[43175] in Cypherpunks
Re: Timed-release crypto and information economics
daemon@ATHENA.MIT.EDU (Beavis B. Thoopit)
Thu Nov 9 14:03:53 1995
From: "Beavis B. Thoopit" <beavis@bioanalytical.com>
To: sommerfeld@orchard.medford.ma.us (Bill Sommerfeld)
Date: Thu, 9 Nov 1995 13:52:04 -0500 (EST)
Cc: cypherpunks@toad.com
In-Reply-To: <199511091621.QAA01045@orchard.medford.ma.us> from "Bill Sommerfeld" at Nov 9, 95 11:21:30 am
> That's a pretty large number of assumptions:
>
> tamper-proof delay line
> => tamper-proof crypto box ("transformation function with state")

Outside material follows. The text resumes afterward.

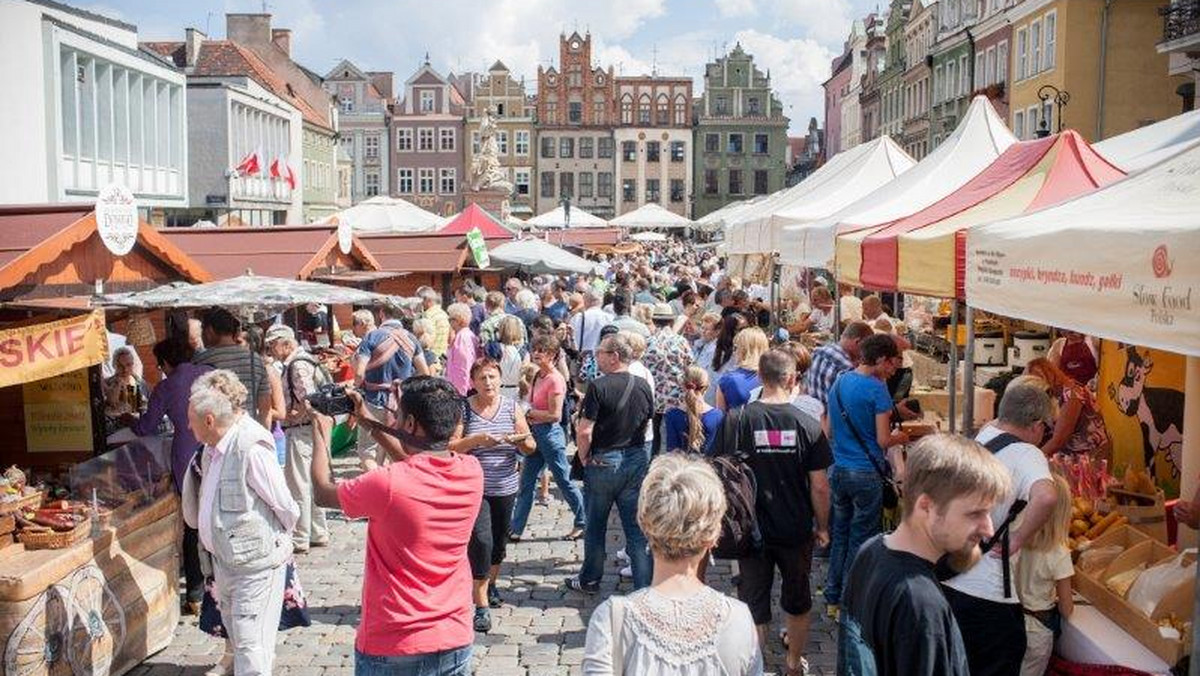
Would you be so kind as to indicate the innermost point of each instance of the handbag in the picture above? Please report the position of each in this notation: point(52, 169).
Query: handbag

> => tamper-proof delay line
>
> Why not just put a tamper-proof clock in the tamper-proof crypto box
> and not bother with the delay lines?
The tamper proof aspect is really secondary to the math question.

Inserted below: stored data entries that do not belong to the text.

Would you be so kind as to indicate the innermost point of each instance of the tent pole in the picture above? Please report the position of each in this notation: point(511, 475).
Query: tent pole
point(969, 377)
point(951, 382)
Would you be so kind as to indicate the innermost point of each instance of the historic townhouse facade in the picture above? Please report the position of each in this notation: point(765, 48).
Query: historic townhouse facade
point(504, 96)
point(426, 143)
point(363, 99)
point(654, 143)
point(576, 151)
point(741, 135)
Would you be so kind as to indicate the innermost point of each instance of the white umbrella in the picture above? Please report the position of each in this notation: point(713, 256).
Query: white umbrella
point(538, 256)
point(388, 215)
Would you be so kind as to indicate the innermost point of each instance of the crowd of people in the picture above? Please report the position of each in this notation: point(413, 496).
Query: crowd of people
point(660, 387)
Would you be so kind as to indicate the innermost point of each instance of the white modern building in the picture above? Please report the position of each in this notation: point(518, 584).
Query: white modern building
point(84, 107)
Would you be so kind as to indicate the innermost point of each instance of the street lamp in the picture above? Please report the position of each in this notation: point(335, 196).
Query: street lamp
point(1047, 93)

The idea that if I set up a stream of bits through a transform, that
the original state of the transform affects the final outcome after
N iterations.
If the transform exists, it will ease/eliminate the reliance on the
"economics" of cryptography to build a tamper-proof physical device.
Here is another implementation of the idea:
initialize buffer to '12#fjKL3_*(ASDdj1ll3_13 asdfasd-1-3!#!23'
do forever /* actually until the plaintext spews out */
sleep 1 unit
for each element in the buffer
buffer[ element ] = magictransform( buffer[ element ] )
The initial buffer must be secret!
Calculating the intial buffer in such a way that after N iterations
the plaintext message appears is what must happen.